Le grand bond inattendu du parti travailliste

  Ces élections anticipées ont également été marquées par l’ascension fulgurante du parti travailliste incarné par Jeremy Corbyn, qui était il y a encore quelques semaines moqué par la plupart des médias britanniques. Alors que les conservateurs ont perdu une quinzaine de sièges au Parlement, les travaillistes, eux, en ont récolté une trentaine de supplémentaire, soit 262 au total.
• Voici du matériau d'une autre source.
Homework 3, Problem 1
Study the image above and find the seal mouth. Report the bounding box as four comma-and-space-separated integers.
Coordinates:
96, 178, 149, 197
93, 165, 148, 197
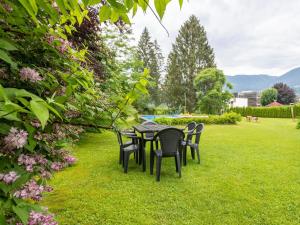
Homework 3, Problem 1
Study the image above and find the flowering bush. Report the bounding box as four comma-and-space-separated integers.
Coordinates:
0, 0, 182, 225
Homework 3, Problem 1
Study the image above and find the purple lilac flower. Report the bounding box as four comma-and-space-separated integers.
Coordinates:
14, 180, 52, 201
30, 119, 41, 128
34, 155, 48, 166
51, 162, 65, 171
40, 168, 52, 179
28, 211, 58, 225
64, 155, 76, 165
18, 154, 37, 172
20, 67, 43, 83
0, 171, 20, 184
4, 127, 28, 150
  La réaction enthousiaste du chef du parti ne s’est pas fait attendre : « Quel que soit le résultat final, notre campagne positive a changé la politique pour le meilleur », a-t-il déclaré sur Twitter. Jeremy Corbyn a ensuite appelé à la démission de Theresa May, soulignant que cette élection constituait un véritable désaveu pour elle.

  Si certains affirment qu’il s’agissait plutôt d’un vote anti-conservateur que d’un vote pro-Labour, d’autres mettent en avant le fait que Jeremy Corbyn a été le plus proche du peuple britannique durant toute la campagne électorale. En s’adressant directement aux classes populaires et en promettant un Etat providence plus généreux, le leader des travaillistes a réussi à convaincre bien plus d’électeurs que prévu, à la surprise générale de la classe politique britannique. Une stratégie qui semble avoir payé pour le Labour, désormais séparé de moins de 100 sièges des conservateurs.
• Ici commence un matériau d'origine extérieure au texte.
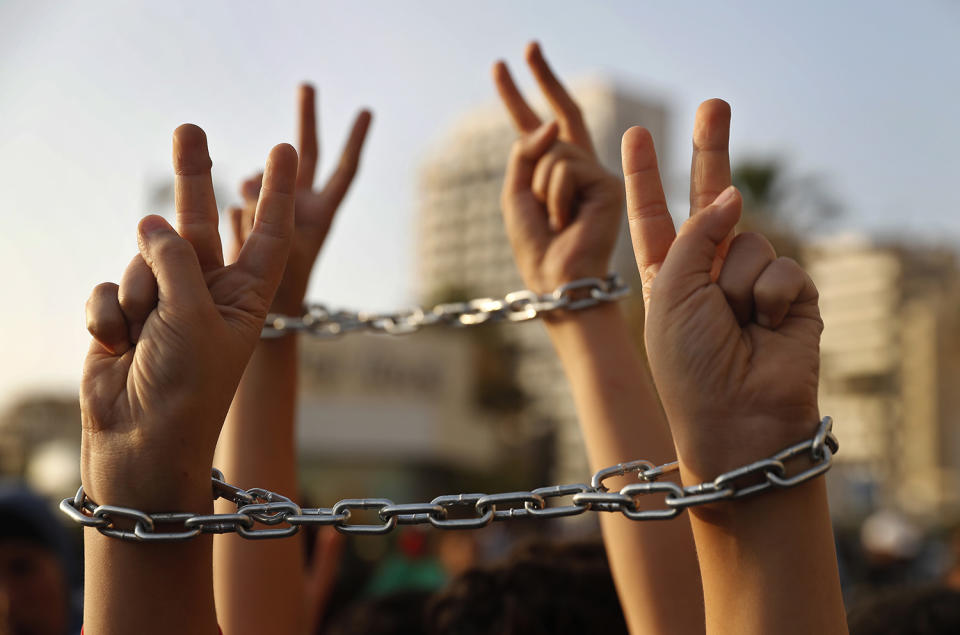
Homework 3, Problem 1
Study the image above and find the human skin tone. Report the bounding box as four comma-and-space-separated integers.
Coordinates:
80, 125, 297, 635
622, 112, 846, 635
213, 85, 371, 635
493, 44, 704, 633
Quelles conséquences sur le Brexit ?

  Avec cette élection, Theresa May espérait obtenir une majorité forte pour pouvoir négocier le « hard Brexit » qu’elle défend avec ferveur. Le résultat du vote n’a cependant pas confirmé cette ambition et n’a pas non plus clarifié la ligne directrice des négociations pour la sortie du Royaume-Uni de l’Union européenne.
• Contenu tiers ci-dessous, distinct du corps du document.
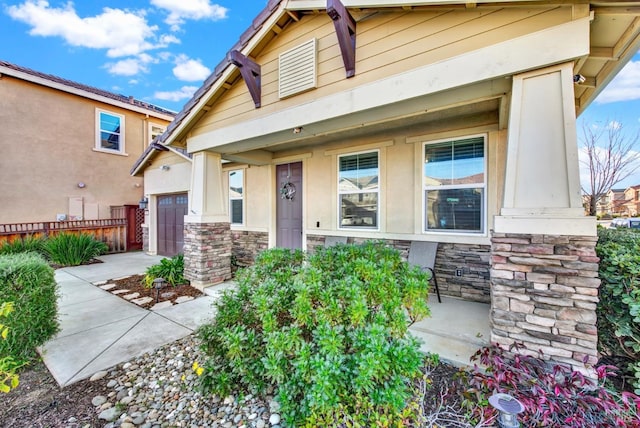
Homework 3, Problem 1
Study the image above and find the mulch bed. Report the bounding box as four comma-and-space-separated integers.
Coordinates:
102, 275, 203, 309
  A ce jour, on ignore encore qui sera le négociateur ou la négociatrice en chef pour le Brexit du côté britannique. Il n’y a pas non plus eu de précisions concernant la feuille de route que le pays adoptera à Bruxelles au moment des négociations. Affaiblie par le scrutin, Theresa May aurait des difficultés à s’imposer en tant que négociatrice en chef. Toutefois, si la Première ministre venait à endosser ce rôle, il y aurait des chances pour que le Royaume-Uni quitte le marché unique, voire même l’union douanière. Il ne reste désormais plus qu’une semaine avant l’ouverture officielle des négociations, pourtant le Royaume-Uni semble plus indécis et plus désuni que jamais.